Are you a patient that is apprehensive about the need and safety of routine dental x-rays? Kathy, one of our hygienists, shares her expertise on the importance of dental x-rays.
Dental x-rays are an essential part of the diagnosis process when screening for things such as dental decay (cavities), bone levels and overall dental health.
There are two types of dental x-rays; intra-oral (meaning inside the mouth) and extra-oral (meaning outside the mouth). Intra-oral are the most common type of dental x-ray. These include bitewing x-rays and periapical x-rays.

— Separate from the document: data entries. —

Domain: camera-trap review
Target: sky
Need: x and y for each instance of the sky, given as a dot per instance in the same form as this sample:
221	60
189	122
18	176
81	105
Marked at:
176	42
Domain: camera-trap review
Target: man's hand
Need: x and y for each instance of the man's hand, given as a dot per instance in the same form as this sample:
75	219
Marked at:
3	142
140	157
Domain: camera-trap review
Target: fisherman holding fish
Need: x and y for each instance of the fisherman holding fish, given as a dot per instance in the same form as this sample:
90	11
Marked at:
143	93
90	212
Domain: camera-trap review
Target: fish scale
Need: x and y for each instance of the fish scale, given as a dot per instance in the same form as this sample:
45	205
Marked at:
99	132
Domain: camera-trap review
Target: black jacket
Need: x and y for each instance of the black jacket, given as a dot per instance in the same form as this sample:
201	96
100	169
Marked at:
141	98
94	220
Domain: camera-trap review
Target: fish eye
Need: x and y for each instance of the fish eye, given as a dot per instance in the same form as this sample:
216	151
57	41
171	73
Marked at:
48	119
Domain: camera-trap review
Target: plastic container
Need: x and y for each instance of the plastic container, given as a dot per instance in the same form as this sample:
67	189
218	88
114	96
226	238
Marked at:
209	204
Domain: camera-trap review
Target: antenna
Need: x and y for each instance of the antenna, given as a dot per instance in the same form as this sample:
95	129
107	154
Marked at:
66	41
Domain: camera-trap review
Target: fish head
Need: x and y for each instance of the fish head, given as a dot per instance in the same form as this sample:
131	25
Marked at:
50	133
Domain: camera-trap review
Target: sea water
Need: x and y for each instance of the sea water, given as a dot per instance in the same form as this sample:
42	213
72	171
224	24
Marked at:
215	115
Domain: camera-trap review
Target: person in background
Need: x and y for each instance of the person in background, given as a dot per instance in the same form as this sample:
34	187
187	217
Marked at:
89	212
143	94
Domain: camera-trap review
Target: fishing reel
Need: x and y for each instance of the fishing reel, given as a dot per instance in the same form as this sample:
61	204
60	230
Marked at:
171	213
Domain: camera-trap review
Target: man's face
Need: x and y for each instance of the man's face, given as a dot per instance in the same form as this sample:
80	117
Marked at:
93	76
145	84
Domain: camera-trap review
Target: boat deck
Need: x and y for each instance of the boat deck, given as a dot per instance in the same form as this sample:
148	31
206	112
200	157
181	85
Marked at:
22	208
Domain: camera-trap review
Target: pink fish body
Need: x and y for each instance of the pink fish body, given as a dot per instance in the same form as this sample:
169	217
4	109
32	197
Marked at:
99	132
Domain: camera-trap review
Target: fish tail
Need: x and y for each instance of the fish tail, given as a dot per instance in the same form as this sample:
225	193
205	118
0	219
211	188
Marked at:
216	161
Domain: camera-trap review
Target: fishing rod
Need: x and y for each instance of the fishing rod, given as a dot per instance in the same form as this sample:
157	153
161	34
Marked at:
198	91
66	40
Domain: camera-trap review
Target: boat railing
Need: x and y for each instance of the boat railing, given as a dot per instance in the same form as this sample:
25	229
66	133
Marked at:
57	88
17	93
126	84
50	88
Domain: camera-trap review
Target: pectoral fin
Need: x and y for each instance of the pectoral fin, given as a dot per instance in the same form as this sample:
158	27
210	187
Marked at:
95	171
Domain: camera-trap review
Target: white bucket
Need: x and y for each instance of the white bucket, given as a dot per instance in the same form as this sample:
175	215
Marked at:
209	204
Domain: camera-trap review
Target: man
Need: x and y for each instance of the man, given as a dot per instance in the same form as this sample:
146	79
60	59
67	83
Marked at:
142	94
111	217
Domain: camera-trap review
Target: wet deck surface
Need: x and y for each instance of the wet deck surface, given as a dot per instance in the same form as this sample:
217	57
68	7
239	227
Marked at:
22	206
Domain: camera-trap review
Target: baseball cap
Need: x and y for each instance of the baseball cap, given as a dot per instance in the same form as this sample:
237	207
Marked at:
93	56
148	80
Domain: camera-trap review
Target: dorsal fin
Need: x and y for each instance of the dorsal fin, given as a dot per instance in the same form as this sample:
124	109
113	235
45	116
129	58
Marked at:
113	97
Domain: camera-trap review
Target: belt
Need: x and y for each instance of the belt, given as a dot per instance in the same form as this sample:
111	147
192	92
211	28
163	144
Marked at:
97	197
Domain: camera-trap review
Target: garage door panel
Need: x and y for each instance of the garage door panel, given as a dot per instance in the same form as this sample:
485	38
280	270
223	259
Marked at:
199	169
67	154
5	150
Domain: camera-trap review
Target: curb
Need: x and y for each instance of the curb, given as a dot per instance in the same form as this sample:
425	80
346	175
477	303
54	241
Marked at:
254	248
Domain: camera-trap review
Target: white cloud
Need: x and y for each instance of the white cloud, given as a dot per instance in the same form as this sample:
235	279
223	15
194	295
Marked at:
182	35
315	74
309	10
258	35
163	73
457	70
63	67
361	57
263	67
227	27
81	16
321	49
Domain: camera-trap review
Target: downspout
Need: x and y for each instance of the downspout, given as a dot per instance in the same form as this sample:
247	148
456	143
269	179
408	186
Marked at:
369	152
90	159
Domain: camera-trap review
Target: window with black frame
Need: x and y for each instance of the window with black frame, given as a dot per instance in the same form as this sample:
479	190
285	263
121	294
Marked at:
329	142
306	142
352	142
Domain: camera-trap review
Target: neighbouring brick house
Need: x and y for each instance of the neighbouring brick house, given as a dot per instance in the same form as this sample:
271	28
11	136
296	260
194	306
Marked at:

Bitewing x-rays are detailed x-rays of both the upper and lower back teeth. These are excellent films for detecting decay at an early stage on areas of the teeth that we cannot see clinically. They also give a good image of bone levels which help determine periodontal (gum tissue and bone) health. We try to cater to individual needs when it comes to bitewing x-rays. If you are not a cavity-prone person and have minimal restorations (fillings and crowns), we usually take bitewings every 18-24 months. If you have never had a cavity, we may even go every 3 years. On the other hand, if you are cavity-prone or have a heavily restored mouth, we will take bitewings every 12-18 months.
Periapical x-rays are individual images of a single tooth showing the apex (tip) of the tooth to rule out dental infections. If you have a dental emergency or a particular tooth that may be bothering you, we will most likely take a periapical x-ray to diagnose the problem. Frequency of periapical x-rays are on an as-needed basis.
A full series of x-rays are a combination of periapical and bitewing x-rays, usually 18-20 films, that gives us an excellent survey of your entire mouth. These should be taken every 5-10 years, depending on the history of dental problems or in cases of periodontal disease.
Extra-oral x-rays include panoramic and cephalometric x-rays, as well as CBCT scans. In screening for orthodontics, usually a panoramic and a cephalometric x-ray are taken. Panoramic x-rays are also an excellent image to evaluate 3rd molar (wisdom teeth) situations and screening for dental implant placement. Panoramics are also taken around age 6-8 to assess the permanent teeth that are developing under the gums. This image will pick up any congenitally missing teeth, as well as any impacted teeth and any abnormalities in the jaw. Panoramics can also be used on individuals who are unable to tolerate intra-oral periapical x-rays of a full series, such as those with very small mouths or severe gag reflexes. The film shows the sinuses, the TMJ (temporomandibular joint) and underneath the roots of the teeth. It can also pick up infections, and in rare cases, abnormalities including cysts or tumors.
Current technology in x-rays allow us to use digital imaging to take your films. There are several advantages to digital radiography.
- The images are stored in your computer patient file and can be viewed on a large monitor or printed out. This allows us to review your x-rays with you on a large computer screen.
- The image can be enhanced or enlarged, allowing us to zoom in on certain areas.
- Images can be emailed directly to specialists such as oral surgeons, endodontists (root canal specialists) and periodontists (gum specialists) for second opinions.
- Most importantly, digital technology uses significantly less radiation (up to 90%!) than traditional x-rays. (We also always use a lead shield with a cervical collar for added protection).
Remember, dental x-rays are the standard of care for providing the best diagnosis and treatment for your oral health!
Get to know Kathy!
What is your role at PVDA? Dental Hygienist
How long have you been with the team? 21 years
What is your favorite thing about being a part of team PVDA? My patients and my fellow team members
What is your favorite healthy snack? Oranges
What is your favorite activity outside of the dental field? Traveling with my family
To maintain a healthy lifestyle, what is one piece of advice you can give? Stay active and keep your mind engaged!